Anyway the Moff once said about The Library that the Doctor gave River Song the run of all human history and literature as a retirement plan. He has given Amy (and Rory) something similar. Of all the series since Amy Pond arrived she has been the narrator of each episode, introducing each adventure, but in those gaps between each adventure she becomes (eventually) a travel writer and a publisher. And like her mother, River Song becomes the writer of her parent’s adventure with the Doctor in a book The Angel’s Kiss (under the name Melody Malone). Her daughter Melody/River is also the diarist of her own search for The Doctor. River and Amy are stories, those lives that for The Doctor ‘flare and fade’ but whose chapters are muddled. The audience sees their lives mostly from the Doctor’s perspective, like him we dip in and out like opening books in the middle and end before reading the start. Moffat even makes this obvious, by having say the Doctor never reads the last page. Thus the audience sees River die before she was born, we see her as a Professor before she was a Doctor and see Amy and Rory, her parents, greet her as an adult weeks after she was born and River’s own parents meet their child as an adult before they realise they grew up with her or that they will become parents. (My question as a writer is, do the scriptwriters have a special grammar?) After such temporal confusion it is right that the passing of both Amy and River are book-ended, literally and metaphorically.

How soon does the book close?

For River the Doctor leaves her Diary in the Library, because he knows it contains his future and for all his travels he can’t read ahead on his personal timeline.

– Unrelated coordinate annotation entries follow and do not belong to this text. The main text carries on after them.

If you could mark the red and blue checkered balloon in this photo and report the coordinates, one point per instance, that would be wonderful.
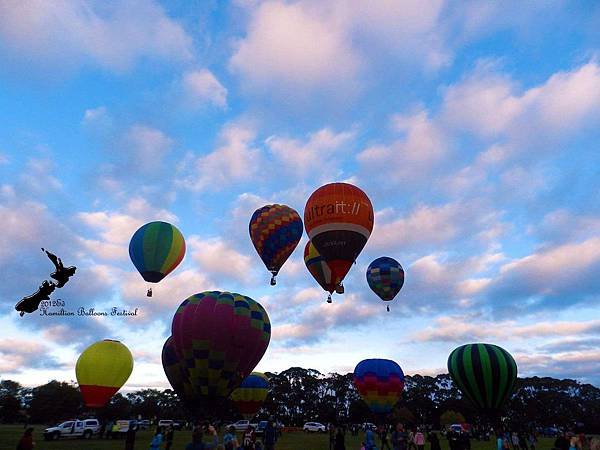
(380, 383)
(275, 231)
(385, 277)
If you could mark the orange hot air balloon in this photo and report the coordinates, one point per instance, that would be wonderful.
(338, 219)
(101, 370)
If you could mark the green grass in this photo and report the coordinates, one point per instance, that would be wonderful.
(10, 435)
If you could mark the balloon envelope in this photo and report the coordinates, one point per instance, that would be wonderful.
(251, 394)
(176, 374)
(385, 277)
(101, 370)
(275, 231)
(380, 383)
(319, 269)
(485, 374)
(156, 249)
(338, 218)
(218, 338)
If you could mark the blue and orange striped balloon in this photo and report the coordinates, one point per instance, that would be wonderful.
(380, 383)
(156, 249)
(251, 394)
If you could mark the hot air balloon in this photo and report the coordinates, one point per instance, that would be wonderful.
(385, 277)
(275, 231)
(101, 370)
(485, 374)
(218, 338)
(338, 218)
(176, 374)
(251, 394)
(321, 271)
(380, 383)
(156, 249)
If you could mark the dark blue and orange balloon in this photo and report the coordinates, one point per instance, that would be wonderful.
(380, 383)
(339, 218)
(275, 231)
(249, 397)
(385, 276)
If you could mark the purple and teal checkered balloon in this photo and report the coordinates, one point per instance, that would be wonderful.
(385, 277)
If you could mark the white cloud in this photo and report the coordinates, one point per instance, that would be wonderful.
(73, 32)
(422, 149)
(433, 226)
(316, 155)
(566, 272)
(201, 86)
(218, 258)
(147, 147)
(290, 47)
(460, 329)
(489, 104)
(233, 161)
(115, 228)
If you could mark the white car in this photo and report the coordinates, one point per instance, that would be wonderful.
(241, 425)
(312, 427)
(73, 428)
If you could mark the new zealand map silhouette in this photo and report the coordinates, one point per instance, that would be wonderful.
(61, 275)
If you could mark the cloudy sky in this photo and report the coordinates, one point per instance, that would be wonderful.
(472, 126)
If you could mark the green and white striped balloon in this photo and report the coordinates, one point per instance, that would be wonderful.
(485, 374)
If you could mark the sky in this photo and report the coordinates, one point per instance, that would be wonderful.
(472, 126)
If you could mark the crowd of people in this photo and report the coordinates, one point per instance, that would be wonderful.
(205, 437)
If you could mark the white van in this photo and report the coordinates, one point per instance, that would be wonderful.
(85, 428)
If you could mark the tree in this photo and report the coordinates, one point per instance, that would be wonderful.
(450, 417)
(55, 401)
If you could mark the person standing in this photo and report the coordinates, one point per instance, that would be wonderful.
(157, 439)
(331, 436)
(340, 443)
(230, 439)
(249, 438)
(515, 441)
(169, 437)
(130, 435)
(270, 435)
(434, 441)
(383, 436)
(109, 425)
(197, 443)
(26, 441)
(369, 439)
(419, 440)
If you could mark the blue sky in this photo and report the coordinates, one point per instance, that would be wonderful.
(472, 126)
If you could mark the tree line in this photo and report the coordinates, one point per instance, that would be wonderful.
(299, 395)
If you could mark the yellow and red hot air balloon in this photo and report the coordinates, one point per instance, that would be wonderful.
(101, 370)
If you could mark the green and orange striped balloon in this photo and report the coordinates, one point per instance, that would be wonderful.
(156, 249)
(485, 374)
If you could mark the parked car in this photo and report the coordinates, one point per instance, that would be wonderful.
(260, 428)
(314, 427)
(241, 425)
(73, 428)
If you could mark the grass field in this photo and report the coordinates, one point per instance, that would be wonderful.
(9, 436)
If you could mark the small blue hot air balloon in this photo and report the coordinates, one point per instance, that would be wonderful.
(385, 276)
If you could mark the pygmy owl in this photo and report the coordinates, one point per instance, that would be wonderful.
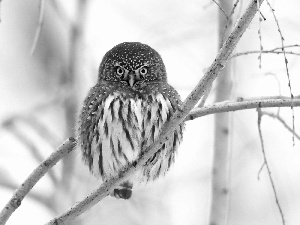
(124, 112)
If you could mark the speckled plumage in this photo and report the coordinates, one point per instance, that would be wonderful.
(125, 111)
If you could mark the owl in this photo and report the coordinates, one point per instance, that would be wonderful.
(124, 112)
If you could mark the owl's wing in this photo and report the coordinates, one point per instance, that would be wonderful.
(87, 130)
(172, 95)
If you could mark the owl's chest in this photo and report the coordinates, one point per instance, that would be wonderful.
(132, 121)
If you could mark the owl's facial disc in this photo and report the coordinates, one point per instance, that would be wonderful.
(131, 77)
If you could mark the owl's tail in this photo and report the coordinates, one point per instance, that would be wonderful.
(124, 191)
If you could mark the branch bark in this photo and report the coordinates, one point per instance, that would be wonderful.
(33, 178)
(104, 190)
(178, 118)
(221, 161)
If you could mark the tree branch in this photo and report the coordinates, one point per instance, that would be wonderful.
(11, 185)
(241, 105)
(39, 27)
(177, 118)
(267, 164)
(33, 178)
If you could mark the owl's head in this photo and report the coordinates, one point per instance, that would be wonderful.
(132, 64)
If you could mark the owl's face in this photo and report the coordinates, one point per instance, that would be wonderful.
(133, 64)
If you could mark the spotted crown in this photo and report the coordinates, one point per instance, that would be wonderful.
(132, 56)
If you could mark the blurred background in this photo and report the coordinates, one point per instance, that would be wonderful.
(42, 92)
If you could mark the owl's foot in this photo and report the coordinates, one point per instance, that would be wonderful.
(124, 191)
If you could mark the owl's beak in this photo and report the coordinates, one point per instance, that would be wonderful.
(131, 79)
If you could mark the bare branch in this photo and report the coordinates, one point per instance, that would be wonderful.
(271, 51)
(39, 27)
(177, 118)
(29, 145)
(225, 14)
(228, 21)
(259, 36)
(0, 11)
(33, 178)
(267, 164)
(40, 198)
(281, 120)
(241, 104)
(286, 67)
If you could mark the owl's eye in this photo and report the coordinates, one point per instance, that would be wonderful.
(120, 71)
(143, 71)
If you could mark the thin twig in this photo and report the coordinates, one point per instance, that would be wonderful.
(267, 164)
(281, 120)
(33, 178)
(260, 170)
(204, 97)
(178, 117)
(286, 67)
(225, 14)
(39, 27)
(12, 186)
(240, 104)
(0, 11)
(264, 52)
(228, 20)
(105, 189)
(30, 146)
(259, 36)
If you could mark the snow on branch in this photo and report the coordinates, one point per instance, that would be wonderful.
(33, 178)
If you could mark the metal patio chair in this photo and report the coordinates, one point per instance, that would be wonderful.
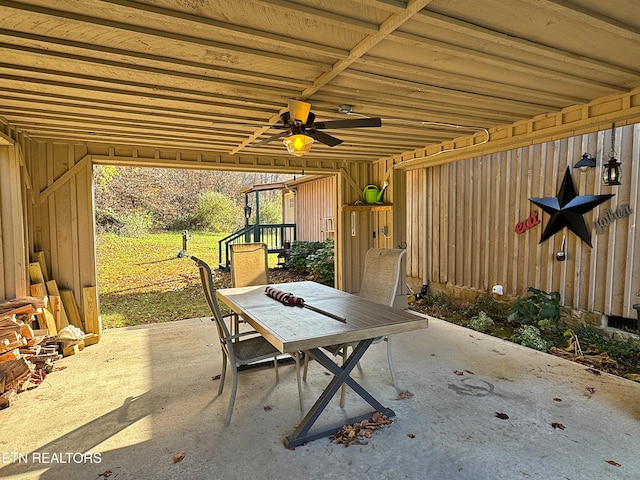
(238, 349)
(249, 266)
(380, 284)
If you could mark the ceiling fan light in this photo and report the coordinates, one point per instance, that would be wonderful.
(298, 145)
(299, 111)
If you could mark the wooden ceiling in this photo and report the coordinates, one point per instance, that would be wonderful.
(205, 74)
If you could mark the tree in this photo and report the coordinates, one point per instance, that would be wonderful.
(218, 213)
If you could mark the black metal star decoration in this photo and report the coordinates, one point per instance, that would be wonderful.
(567, 210)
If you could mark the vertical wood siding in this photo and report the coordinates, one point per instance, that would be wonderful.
(472, 207)
(13, 249)
(63, 219)
(315, 201)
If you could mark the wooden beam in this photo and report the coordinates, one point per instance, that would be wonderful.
(572, 121)
(54, 293)
(91, 311)
(71, 307)
(64, 178)
(6, 139)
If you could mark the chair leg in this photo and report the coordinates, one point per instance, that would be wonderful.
(390, 359)
(306, 366)
(297, 359)
(275, 365)
(232, 400)
(223, 373)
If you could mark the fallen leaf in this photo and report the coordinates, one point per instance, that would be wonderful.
(634, 377)
(404, 394)
(353, 434)
(178, 457)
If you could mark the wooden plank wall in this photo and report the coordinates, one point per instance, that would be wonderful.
(473, 206)
(354, 176)
(62, 219)
(14, 260)
(314, 201)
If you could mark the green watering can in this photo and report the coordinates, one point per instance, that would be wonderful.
(373, 194)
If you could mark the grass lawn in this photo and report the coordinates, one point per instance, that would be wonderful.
(142, 280)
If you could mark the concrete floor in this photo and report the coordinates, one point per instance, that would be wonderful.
(144, 394)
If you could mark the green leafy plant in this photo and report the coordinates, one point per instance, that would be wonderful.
(539, 306)
(530, 336)
(320, 264)
(481, 322)
(312, 258)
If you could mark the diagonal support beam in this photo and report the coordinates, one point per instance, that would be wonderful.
(390, 25)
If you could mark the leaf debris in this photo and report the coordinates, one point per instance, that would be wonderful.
(359, 431)
(404, 394)
(178, 457)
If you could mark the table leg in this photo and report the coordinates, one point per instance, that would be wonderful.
(341, 375)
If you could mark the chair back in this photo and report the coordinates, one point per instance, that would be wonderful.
(210, 294)
(249, 264)
(381, 278)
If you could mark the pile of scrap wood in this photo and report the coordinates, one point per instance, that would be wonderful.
(27, 352)
(36, 331)
(62, 309)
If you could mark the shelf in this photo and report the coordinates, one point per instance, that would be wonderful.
(367, 207)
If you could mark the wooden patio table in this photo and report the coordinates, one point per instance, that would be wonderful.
(294, 329)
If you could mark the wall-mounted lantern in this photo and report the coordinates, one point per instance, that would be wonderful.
(585, 163)
(612, 171)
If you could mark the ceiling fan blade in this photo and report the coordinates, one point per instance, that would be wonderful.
(271, 138)
(351, 123)
(324, 138)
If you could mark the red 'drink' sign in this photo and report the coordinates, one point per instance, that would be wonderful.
(528, 223)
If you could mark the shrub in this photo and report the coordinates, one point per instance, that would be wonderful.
(312, 258)
(530, 336)
(481, 323)
(320, 263)
(538, 308)
(298, 253)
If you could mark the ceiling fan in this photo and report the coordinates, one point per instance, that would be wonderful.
(301, 129)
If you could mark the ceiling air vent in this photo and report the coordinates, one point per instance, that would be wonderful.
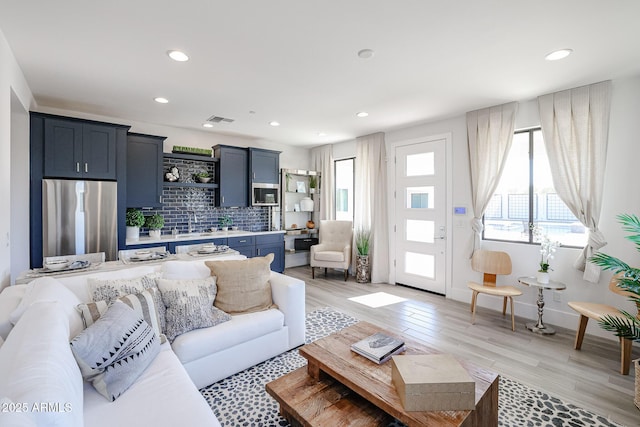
(218, 119)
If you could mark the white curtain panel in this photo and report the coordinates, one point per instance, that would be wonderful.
(489, 133)
(322, 161)
(575, 126)
(371, 201)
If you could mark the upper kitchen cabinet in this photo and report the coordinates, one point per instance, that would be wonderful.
(264, 166)
(144, 170)
(232, 176)
(79, 149)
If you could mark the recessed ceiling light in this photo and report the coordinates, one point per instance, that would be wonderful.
(558, 54)
(366, 53)
(177, 55)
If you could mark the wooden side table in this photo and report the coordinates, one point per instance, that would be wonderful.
(539, 327)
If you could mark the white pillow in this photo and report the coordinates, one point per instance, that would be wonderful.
(11, 414)
(177, 270)
(37, 367)
(10, 298)
(49, 289)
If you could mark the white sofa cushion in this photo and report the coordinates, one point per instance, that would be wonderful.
(10, 298)
(184, 270)
(49, 289)
(163, 395)
(78, 283)
(241, 328)
(37, 367)
(189, 305)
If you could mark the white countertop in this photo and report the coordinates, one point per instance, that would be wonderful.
(29, 275)
(165, 238)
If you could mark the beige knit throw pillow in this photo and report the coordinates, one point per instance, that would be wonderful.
(243, 285)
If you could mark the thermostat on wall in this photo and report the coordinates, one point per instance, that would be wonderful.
(459, 210)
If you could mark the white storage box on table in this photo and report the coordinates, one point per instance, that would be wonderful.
(432, 382)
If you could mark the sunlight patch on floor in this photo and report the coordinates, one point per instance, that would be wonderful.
(378, 299)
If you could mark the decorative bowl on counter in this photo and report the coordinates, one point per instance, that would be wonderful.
(55, 265)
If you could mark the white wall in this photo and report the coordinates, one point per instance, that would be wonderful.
(621, 195)
(15, 96)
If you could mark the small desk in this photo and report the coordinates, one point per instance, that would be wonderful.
(539, 327)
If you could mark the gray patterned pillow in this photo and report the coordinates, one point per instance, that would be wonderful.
(190, 305)
(143, 303)
(111, 289)
(113, 352)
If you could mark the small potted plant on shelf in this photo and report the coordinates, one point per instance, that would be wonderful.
(313, 183)
(202, 177)
(225, 222)
(134, 220)
(363, 237)
(154, 223)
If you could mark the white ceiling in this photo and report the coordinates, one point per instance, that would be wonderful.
(296, 61)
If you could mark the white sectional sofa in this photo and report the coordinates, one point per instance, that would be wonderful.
(166, 393)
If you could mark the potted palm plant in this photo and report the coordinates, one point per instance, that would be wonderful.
(134, 220)
(625, 325)
(154, 223)
(363, 237)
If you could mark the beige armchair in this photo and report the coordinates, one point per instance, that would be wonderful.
(334, 247)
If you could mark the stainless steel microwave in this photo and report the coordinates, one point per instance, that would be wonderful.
(265, 194)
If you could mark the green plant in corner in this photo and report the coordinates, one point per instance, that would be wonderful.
(134, 218)
(202, 174)
(225, 221)
(154, 222)
(626, 325)
(363, 236)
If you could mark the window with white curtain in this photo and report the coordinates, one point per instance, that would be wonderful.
(526, 197)
(344, 185)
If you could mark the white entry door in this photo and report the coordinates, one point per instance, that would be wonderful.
(420, 214)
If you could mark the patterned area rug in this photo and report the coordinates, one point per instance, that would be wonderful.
(241, 400)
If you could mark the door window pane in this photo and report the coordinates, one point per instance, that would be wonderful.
(420, 164)
(420, 231)
(420, 197)
(420, 264)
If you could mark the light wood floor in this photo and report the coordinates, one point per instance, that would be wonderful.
(588, 378)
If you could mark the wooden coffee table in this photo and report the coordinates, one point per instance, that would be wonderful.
(340, 387)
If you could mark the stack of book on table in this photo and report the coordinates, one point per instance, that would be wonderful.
(378, 347)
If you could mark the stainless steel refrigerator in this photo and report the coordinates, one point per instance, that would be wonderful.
(79, 217)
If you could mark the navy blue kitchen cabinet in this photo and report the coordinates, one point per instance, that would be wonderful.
(232, 176)
(264, 166)
(246, 245)
(272, 244)
(144, 170)
(79, 150)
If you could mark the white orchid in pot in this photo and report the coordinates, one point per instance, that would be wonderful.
(548, 248)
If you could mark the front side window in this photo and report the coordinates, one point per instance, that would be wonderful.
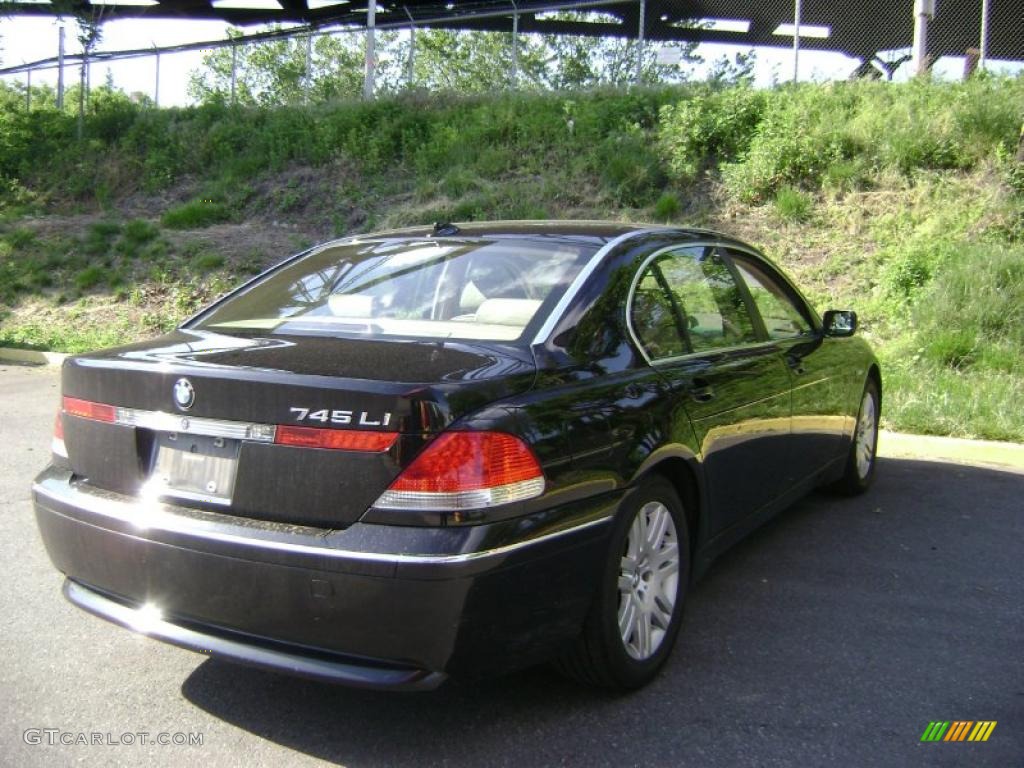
(781, 316)
(687, 300)
(473, 289)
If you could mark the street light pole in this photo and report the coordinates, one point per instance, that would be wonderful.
(640, 32)
(368, 83)
(60, 68)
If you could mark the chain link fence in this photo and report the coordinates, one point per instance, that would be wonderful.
(588, 45)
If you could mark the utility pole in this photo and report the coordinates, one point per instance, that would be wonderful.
(411, 65)
(797, 12)
(60, 68)
(368, 83)
(309, 67)
(81, 93)
(640, 31)
(515, 45)
(924, 10)
(983, 46)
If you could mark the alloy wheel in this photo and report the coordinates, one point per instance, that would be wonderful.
(866, 428)
(648, 581)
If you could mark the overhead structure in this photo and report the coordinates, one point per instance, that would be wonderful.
(857, 28)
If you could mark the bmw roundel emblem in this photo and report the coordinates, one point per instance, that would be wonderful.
(184, 393)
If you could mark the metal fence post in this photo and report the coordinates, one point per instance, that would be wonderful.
(60, 68)
(368, 83)
(235, 69)
(983, 46)
(81, 93)
(797, 11)
(640, 32)
(923, 11)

For Amy he reads finally reads the last page of The Angel’s Kiss when he realises it is Amy’s last message to him. It completes her story and it closes the book on Amy.

These ends are as difficult and as touching as any. Like every character in books all of them have died, but remain alive on the page (or super computer hard drive) and in our memories. They are trapped in existences and world’s that are mostly beyond the Doctor but each managed to fulfil their dreams, mostly. Again, just like any well-drawn character confined to the bounds of a page or story.

And yet the story continues, River has just lost her parents and is free, but refuses to travel with The Doctor (fans know this, she is not the new companion). The audience  too, has skipped ahead and know her end. Only now we can see her moving towards it: she has been released from the Storm Cage and is now a Professor. I continue to hope she has much more to do before her book closes.

And there is the new companion. Someone we have seen who rewrote the history books on the Doctor’s greatest enemy and died a hero. Much props to Moff for endearing the audience to a new companion before she properly arrives and for (again maybe) somehow killing her before we really get to know her. Unless, of course, it isn’t her.